Hyper-converged Infrastructure as a Service (HCIaaS)

Table of Contents

    • Paper Goals
    • MaaS Limitations
    • Proposed Solution
    • Few studies show
    • PVE HCI Main Advantages
    • VMs and Containers
    • Community Enterprise OS
    • Demo Requirements
    • FAQ
    • Conclusion
    • More information

Paper Goals

    1. Move High Performance Compute hosts from Machine as a Service (MaaS) to a Hyper-converged Infrastructure as a Service (HCIaaS).
    2. Move VMs and containers that use centralized storage over iSCSI to a Hyper-converged Infrastructure as a Service to save space, energy, licensing, and boost performance.

Why HCIaaS?

    • Will transform current MaaS Infrastructure into infrastructure as a code.
    • Add tremendous flexibility, agility, and high availability providing up to 99.999% SLA.
    • Boosts storage performance up to 5 times using M.2 interface and NVMe storage.
    • Provides full control over Intellectual Property for encryption and secure access.
    • It uses commodity hardware and open source codes based on GPL Licensing.
    • Consumes less space, less energy which will save the businesses a lot of money on electricity, space, licensing fees, and third party support subscriptions.
    • It can be built in-house or in a cloud based MaaS such OVH provider servers.

MaaS Limitations

If HPC physical hosts are being utilized as MaaS, then performance, scalability, elasticity, agility, and high availability are very limited or maybe not available, hence services deliver-ability and business deadlines are often impacted due to the nature of MaaS limitation.

Proposed Solution

ProxMox suite or ProxMox Virtual Environment (PCE) uses Kernel Virtualization Machine (KVM). It’s the technology will be used at the core of PVE HCIaaS to manage the HCIaaS abstraction layer. PVE/Ceph Suite famously known to be a perfect drop replacement for known expensive solutions such vSphere suite or hyper-V, especially when the environment mostly using GNU/Linux systems. PVE/Ceph suite OS is based on the most stable and secure GNU/Linux distro – Debian.
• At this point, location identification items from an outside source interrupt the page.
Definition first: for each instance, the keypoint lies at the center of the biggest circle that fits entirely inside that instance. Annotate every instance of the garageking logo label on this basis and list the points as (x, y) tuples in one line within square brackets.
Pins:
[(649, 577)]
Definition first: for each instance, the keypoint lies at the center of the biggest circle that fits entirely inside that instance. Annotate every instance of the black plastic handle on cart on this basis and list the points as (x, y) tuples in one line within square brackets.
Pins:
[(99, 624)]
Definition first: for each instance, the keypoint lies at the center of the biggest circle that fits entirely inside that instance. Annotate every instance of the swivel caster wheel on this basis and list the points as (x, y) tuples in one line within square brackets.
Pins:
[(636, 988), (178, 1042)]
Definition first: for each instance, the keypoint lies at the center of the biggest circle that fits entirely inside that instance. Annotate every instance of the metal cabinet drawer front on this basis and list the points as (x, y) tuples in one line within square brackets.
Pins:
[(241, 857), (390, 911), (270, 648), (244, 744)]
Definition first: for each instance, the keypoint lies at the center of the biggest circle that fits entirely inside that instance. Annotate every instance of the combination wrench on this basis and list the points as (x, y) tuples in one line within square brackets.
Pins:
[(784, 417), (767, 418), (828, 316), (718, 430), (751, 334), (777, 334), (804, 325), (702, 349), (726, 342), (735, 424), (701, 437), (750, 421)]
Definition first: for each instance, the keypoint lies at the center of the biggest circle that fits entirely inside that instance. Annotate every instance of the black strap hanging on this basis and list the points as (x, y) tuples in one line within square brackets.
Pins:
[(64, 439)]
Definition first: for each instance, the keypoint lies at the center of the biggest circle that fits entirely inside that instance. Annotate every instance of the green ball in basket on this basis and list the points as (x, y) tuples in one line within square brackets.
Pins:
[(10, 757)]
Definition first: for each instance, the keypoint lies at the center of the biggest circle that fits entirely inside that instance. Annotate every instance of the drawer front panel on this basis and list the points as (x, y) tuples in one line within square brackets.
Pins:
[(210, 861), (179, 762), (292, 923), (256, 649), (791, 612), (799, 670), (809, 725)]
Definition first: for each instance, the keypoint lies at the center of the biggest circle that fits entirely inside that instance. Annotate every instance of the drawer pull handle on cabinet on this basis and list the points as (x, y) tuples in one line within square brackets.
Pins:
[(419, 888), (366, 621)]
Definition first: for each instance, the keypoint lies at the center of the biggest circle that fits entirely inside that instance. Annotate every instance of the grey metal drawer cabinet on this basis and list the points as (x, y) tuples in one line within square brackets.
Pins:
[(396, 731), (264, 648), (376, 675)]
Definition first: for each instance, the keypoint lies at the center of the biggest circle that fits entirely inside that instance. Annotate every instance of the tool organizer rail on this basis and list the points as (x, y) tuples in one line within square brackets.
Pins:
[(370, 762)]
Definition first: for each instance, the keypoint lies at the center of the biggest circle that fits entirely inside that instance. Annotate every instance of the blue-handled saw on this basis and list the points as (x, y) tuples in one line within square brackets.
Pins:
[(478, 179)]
No need for Centralized Storage: With PVE/Ceph Suite HCI solution, VM Datastores will be distributed among hypervisor nodes, hence compute and storage resources will be sliced and distributed among hypervisors. Therefore, there will be No need for SAN centralized storage such as NFS/iSCSI datastores to run the compute VMs. Note: services like NFS Mounts will still can be used the way being used but connected from VM instead of physical server.

Recommended approach: build separate infrastructure for Hyper-converged compute and little by little migrate compute resources as Virtual compute hosts to the new Hyper-Converged IaaS.

Few studies show

Ceph and KVM studies showed how switching to HCI solution not only increase the performance of servers tremendously, but will also save the company money on hardware and software licensing. Below, is a very interesting study which will show how High-Performance Computing nodes using Ceph can take advantage of low-profile hardware to save thousands and millions of dollars. (For example: No expensive RAID Controllers required anymore).

The study shows how low-profile machines can outperform high-end centralized storage. Nowadays, especially when NVMe M.2 interface is being used, it will boost read/write access up to 5 times faster than serial ATA or NFS/iSCSI read/write access.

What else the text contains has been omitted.